Aside from rising Treasury yields, mortgage rates were pushed higher by widening MBS spreads, at least versus Treasury yields.  The chart below shows the spread of the Fannie Mae current coupon rate  versus interpolated 5- and 10-year Treasuries.  Since the Memorial Day holiday, the current coupon has widened by almost 30 basis points after tracking Treasuries fairly well in the early phases of the Treasury market selloff.


I've talked in the past about duration extension and the lengthening of MBS empirical durations (i.e., the measure of daily changes in bond prices to changes in yields).  The below chart shows "effective" duration calculations from a widely-used valuation model for Fannie 4s through 5s.  (For the record, the model used is YieldBook, originally a product of the Salomon Bros. trading operation and now owned by Citigroup.)  There are a few notable elements to this chart.  One is that, between early April and late May, Fannie 4s had durations roughly equivalent to the 5-year Treasury.  Since the selloff picked up steam after Memorial Day, the duration of 4s is now closer to the 10-year Treasury than the 5-year.  Over the same period, the duration of Fannie 5s has gone from being roughly equal to the 2-year Treasury to equivalent to the 5-year.  The duration extension is the result of slowing prepayment projections generated by pricing models, resulting from the sharp backup in Treasury and mortgage rates that began in early May.
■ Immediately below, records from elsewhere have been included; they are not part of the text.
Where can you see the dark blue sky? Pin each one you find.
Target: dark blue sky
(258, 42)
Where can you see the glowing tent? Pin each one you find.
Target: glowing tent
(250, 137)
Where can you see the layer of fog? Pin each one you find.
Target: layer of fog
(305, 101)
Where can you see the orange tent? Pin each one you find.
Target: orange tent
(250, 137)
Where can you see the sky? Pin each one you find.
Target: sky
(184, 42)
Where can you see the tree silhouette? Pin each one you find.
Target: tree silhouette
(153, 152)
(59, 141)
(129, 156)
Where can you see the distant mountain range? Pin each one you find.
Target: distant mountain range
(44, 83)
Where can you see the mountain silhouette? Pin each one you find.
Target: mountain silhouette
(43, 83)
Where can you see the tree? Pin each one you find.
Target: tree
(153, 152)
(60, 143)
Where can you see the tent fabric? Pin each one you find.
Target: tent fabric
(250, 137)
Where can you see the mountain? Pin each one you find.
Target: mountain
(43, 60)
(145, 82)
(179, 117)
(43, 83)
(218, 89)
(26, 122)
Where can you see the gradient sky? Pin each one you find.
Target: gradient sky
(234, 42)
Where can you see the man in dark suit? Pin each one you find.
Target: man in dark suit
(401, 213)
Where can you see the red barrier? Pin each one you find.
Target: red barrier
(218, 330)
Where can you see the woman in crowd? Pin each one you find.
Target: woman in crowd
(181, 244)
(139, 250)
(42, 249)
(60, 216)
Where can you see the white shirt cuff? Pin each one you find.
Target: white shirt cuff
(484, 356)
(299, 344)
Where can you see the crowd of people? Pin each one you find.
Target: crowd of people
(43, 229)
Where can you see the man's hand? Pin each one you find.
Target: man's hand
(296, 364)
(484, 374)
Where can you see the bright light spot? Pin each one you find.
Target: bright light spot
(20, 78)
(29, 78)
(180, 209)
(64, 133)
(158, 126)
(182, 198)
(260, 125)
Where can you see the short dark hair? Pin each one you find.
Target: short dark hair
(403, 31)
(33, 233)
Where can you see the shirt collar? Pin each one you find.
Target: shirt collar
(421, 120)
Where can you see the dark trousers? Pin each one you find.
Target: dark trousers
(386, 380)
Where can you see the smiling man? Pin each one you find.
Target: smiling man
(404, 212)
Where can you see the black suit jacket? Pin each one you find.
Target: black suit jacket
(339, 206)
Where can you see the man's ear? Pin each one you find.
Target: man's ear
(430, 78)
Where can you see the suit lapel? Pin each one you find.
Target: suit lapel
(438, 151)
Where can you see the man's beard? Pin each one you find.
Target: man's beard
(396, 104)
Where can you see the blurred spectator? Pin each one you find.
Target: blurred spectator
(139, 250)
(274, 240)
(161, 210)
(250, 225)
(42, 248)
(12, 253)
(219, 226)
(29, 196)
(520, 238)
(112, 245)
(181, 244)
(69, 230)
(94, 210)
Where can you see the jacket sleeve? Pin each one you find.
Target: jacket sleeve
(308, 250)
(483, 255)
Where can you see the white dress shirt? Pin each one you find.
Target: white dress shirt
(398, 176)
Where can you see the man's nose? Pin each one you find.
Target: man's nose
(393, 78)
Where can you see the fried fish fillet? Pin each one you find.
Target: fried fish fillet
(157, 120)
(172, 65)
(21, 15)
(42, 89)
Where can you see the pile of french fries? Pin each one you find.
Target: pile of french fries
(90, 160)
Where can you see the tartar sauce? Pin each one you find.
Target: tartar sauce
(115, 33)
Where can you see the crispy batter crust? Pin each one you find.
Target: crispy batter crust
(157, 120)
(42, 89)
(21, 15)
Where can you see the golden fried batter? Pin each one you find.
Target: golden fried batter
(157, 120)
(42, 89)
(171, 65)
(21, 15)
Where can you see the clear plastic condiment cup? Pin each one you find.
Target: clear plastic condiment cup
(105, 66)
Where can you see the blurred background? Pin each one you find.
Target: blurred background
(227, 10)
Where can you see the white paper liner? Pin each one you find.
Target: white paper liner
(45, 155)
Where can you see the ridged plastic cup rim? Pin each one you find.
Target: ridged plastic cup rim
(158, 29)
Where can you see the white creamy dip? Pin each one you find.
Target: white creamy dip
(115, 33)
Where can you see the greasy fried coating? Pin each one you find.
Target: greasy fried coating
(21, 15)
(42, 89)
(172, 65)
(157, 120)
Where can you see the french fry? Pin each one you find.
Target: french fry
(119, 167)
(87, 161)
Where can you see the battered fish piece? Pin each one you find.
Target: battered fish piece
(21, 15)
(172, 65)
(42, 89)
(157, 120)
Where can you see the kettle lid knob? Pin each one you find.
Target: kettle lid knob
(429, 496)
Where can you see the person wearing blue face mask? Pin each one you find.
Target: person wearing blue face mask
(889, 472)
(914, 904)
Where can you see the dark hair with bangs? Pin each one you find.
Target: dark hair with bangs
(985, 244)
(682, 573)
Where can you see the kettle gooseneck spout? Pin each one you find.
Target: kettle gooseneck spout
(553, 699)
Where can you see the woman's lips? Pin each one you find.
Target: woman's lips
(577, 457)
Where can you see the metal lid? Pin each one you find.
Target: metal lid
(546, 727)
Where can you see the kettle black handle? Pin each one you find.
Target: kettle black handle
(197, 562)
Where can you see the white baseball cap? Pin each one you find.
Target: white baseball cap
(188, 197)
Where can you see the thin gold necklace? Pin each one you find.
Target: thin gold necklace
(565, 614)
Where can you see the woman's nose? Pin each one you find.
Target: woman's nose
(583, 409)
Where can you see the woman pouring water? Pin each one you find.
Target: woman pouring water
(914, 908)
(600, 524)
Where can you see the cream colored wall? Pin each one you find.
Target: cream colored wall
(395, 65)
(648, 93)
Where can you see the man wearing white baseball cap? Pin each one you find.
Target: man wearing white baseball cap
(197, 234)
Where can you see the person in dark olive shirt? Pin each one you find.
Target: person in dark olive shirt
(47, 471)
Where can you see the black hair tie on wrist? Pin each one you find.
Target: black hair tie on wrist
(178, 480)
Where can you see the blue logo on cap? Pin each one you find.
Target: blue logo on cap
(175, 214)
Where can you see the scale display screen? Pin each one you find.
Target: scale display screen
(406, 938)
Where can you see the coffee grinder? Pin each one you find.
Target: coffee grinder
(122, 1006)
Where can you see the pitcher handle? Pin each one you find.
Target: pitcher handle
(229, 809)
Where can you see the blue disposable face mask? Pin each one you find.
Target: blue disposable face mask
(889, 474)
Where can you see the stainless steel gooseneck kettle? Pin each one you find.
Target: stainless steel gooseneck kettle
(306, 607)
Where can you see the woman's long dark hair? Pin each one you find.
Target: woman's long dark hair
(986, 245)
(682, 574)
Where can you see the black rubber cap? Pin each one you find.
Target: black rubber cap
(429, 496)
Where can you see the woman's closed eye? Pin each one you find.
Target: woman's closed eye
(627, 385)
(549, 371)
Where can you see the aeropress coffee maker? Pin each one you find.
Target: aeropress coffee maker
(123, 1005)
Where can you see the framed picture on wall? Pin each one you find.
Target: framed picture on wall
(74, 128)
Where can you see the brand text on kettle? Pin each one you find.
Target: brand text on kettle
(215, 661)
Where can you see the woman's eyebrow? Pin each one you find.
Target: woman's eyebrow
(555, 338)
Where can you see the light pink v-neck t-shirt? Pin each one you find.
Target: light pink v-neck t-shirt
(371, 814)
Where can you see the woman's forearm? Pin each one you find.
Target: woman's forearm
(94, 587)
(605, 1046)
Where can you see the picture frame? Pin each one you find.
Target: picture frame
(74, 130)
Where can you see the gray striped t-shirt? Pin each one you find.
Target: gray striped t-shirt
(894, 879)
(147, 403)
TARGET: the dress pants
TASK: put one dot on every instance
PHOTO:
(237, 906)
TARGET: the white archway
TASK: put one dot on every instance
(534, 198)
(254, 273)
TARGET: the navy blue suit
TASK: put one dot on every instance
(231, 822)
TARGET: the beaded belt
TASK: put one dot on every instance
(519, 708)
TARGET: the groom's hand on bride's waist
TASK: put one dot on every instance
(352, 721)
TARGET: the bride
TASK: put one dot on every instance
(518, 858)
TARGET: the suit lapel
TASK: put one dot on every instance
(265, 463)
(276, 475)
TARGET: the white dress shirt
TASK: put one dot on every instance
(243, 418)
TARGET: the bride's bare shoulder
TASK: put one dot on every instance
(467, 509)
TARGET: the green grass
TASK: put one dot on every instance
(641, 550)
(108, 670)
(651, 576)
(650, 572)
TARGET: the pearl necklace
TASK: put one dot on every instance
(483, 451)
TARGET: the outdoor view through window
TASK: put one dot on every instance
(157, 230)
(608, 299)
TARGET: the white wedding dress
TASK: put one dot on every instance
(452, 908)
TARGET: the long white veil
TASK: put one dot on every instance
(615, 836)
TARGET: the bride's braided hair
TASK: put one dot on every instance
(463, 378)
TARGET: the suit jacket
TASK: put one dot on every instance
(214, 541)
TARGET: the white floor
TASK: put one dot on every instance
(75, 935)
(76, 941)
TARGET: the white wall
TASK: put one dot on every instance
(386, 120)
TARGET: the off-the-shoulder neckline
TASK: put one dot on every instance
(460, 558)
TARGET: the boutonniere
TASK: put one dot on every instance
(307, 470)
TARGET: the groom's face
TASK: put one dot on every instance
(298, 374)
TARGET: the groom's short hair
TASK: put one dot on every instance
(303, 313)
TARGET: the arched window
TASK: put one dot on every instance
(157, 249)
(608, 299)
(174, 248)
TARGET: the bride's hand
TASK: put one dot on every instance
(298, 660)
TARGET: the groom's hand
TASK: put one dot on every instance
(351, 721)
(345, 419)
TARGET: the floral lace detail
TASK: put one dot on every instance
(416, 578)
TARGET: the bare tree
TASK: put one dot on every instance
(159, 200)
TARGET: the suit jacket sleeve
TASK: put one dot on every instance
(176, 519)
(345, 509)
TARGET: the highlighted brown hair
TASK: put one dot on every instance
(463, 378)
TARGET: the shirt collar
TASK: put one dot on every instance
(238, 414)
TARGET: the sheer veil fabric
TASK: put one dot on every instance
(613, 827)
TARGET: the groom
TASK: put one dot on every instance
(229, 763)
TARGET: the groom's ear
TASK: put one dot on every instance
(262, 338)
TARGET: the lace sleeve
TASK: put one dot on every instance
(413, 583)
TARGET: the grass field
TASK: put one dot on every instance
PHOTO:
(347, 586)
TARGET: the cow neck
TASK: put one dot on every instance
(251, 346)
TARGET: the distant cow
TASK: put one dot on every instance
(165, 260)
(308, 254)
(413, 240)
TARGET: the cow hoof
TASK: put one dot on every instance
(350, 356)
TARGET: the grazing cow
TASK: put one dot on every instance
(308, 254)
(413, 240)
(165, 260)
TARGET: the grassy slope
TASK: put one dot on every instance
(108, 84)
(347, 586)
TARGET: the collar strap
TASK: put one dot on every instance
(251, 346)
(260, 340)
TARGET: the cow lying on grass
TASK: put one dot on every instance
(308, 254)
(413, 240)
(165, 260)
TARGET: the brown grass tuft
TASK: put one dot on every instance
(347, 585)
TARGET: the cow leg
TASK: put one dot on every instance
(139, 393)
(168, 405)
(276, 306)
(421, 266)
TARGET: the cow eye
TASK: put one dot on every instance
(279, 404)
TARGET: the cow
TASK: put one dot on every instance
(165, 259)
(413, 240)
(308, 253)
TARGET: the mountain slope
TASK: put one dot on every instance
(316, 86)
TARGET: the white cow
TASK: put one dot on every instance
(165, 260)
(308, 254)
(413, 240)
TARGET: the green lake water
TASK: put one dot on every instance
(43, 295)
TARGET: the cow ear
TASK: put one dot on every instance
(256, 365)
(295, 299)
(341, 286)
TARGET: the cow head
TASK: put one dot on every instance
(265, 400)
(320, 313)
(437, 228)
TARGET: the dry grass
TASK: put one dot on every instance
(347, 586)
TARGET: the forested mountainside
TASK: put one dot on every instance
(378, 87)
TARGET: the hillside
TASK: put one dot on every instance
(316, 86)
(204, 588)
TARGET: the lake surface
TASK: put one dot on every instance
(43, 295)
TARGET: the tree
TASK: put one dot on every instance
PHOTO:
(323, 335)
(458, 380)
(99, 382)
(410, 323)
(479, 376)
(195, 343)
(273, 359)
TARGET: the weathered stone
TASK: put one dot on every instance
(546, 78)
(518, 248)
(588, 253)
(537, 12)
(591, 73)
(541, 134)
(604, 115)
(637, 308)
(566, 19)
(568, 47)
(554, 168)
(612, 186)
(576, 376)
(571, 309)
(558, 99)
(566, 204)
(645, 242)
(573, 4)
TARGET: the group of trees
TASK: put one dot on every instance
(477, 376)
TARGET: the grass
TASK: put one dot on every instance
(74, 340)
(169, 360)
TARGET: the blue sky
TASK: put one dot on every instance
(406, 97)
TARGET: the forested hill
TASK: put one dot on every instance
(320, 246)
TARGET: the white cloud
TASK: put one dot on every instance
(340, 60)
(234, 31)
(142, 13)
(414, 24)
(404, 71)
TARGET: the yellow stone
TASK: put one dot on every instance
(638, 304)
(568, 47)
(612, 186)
Another development over the past few months is the tightening of the spread between conforming and jumbo-balance rates.  The attached chart shows the spread, using rates obtained from Bankrate.com's web site, through the end of last week.  However, that spread has narrowed further over the past week, and ended the week around 100 basis points, the tightest level in roughly a year.  (Prior to the onset of the credit crisis, that spread was normally in the area of 25 to 37 basis points; from the beginning of January 2002 through the end of July 2007, the spread averaged 26 basis points.)



The recent tightening in the jumbo/conforming spread has arguably been influenced by changes in how jumbo loan pricing is calculated by most lenders.  Pricing for agency-ineligible loans used to be generated by looking at execution into private-label (non-agency deals).  (A detailed discussion of the jumbo loan pricing process, and its implications, can be obtained from a report I co-authored in 2008, "The Interaction of MBS Markets and Primary Mortgage Rates."  The report can be accessed HERE)  Since private-label deals can't be executed economically at this time, jumbo loans are generally priced to the assumption that they will be held in loan form in the lender's portfolio.  Pricing for these loans is generated by backing into the required points for each rate level using some form of an ROE target, taking into account the institution's leverage and its costs of funds.  

This suggests that jumbo rates are not directly driven by capital market levels, as they were in the past.  Rather, they are dictated by institution-specific variables, mainly the ROE target.  This suggests that jumbo rates are much less responsive to changes in market bond yields than conforming rates, as pricing for this protect is, in most cases, set by committee.  If true, it also accounts for the sharp contraction in the spread between jumbo and conforming loans in the recent selloff.  

It remains to be seen whether many lenders will see fit to raise jumbo rates over the summer, in order to restore the relationship between jumbo and conforming rates to its recent levels.  A related question is whether pricing in the private-label MBS market will improve to the point where new-issue execution becomes economical.  Levels in some sectors of the non-agency MBS market have improved dramatically over the past few months; for example, some bonds backed by prime loans have improved by 20 points or more since their lows last winter.  The return of the private-label market will be critical in restoring the jumbo lending market to health, particularly if Congress fails to extend the temporary increases in the conforming-balance limit.